Der Kampf um das Musikhaus Doblinger: Sorge um eine Institution
Das Musikhaus Doblinger in Wien.
"Wer Musik und Noten sagt, meint Doblinger." Das sagt der Herr mittleren Alters mit seiner tiefen, sonorigen Stimme und dem Brustton voller Überzeugung in der Dorotheergasse in der Inneren Stadt
Diese ausgebildete Stimme lässt keinen Zweifel daran: Der Mann ist vom Fach. Tatsächlich, ein Musiker auf dem Weg zum Gesangsunterricht. Dieser Weg führt immer am Musikhaus Doblinger vorbei.

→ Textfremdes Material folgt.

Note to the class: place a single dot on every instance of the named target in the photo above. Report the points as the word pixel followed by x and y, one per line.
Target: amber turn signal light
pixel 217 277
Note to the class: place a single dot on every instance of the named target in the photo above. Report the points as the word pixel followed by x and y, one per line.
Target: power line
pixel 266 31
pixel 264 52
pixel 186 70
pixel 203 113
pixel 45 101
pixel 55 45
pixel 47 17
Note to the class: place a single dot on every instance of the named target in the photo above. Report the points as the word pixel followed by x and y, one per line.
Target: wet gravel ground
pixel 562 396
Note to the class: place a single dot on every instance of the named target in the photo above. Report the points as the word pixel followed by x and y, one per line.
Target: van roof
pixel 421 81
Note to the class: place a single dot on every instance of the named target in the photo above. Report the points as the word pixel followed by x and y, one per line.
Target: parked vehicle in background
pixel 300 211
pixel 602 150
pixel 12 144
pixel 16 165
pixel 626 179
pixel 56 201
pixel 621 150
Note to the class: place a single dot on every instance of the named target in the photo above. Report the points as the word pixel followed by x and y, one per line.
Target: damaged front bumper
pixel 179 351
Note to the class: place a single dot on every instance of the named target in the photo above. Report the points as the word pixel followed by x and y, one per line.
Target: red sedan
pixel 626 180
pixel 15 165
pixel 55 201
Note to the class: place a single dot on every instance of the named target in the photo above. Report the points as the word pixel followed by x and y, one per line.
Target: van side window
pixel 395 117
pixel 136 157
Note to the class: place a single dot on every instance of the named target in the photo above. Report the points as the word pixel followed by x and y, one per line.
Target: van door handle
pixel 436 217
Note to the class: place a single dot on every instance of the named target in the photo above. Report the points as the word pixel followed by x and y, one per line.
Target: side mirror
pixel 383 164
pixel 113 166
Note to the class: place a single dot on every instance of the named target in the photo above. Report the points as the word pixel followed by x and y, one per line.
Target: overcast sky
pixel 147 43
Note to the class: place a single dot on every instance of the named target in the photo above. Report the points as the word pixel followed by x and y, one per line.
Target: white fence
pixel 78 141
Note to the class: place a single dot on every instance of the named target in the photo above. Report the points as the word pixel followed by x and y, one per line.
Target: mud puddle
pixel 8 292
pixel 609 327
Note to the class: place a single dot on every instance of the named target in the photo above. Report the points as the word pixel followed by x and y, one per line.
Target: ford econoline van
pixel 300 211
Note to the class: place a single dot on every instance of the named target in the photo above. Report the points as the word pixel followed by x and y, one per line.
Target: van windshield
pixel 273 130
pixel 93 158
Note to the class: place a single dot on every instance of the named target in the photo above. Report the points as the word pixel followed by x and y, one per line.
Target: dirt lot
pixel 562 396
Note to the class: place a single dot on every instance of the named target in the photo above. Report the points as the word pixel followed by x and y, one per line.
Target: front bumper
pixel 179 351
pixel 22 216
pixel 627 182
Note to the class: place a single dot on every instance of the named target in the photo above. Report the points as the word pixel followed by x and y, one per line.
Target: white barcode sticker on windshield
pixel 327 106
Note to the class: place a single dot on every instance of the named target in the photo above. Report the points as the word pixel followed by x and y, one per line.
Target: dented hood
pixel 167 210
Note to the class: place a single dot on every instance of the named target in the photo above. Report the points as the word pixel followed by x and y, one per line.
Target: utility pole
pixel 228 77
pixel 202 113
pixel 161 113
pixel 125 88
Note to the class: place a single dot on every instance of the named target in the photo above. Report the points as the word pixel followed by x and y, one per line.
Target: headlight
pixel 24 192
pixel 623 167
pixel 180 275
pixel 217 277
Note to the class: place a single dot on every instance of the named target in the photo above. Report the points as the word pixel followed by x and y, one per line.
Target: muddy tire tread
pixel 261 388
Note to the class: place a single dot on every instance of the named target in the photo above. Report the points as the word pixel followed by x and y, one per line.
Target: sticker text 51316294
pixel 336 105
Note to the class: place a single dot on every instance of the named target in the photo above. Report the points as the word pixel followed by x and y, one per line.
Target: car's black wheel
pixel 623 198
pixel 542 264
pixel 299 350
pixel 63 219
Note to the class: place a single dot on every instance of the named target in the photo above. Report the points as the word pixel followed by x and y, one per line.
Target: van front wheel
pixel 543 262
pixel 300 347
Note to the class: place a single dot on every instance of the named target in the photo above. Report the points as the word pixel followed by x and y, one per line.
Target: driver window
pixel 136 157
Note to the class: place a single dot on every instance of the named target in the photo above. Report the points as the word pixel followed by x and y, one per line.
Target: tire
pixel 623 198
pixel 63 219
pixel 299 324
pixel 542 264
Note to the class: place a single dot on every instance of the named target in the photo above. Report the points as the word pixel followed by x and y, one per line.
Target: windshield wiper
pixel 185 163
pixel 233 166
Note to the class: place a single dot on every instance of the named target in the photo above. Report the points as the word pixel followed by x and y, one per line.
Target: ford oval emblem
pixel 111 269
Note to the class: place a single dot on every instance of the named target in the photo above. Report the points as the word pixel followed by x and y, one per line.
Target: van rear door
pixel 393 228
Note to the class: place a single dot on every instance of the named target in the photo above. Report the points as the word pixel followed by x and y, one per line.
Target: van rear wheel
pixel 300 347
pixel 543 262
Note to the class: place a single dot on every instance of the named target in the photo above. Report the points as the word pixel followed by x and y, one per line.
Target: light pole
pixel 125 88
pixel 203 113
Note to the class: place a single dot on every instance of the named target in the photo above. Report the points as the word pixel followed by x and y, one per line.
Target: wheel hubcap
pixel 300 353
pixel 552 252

Er ist seit Jahren, nein, sei Jahrzehnten gibt er zu, Musiker. Ebenso lange ist er Kunde in dem Musikhaus. "Das muss man fotografieren, so lange es noch geht", bekräftigt er, und dabei klingt ein trauriges Moll in seiner tiefen Stimme.
Fassungsloser Musiker
Dass diese Institution bald nicht mehr sein wird, kann er kaum fassen, will er nicht fassen. Denn dem Haus droht mit Ende des Jahres das Aus. Aber noch ist es nicht so weit.
Die Tritsch-Tratsch-Polka und andere Werke von Johann Strauss.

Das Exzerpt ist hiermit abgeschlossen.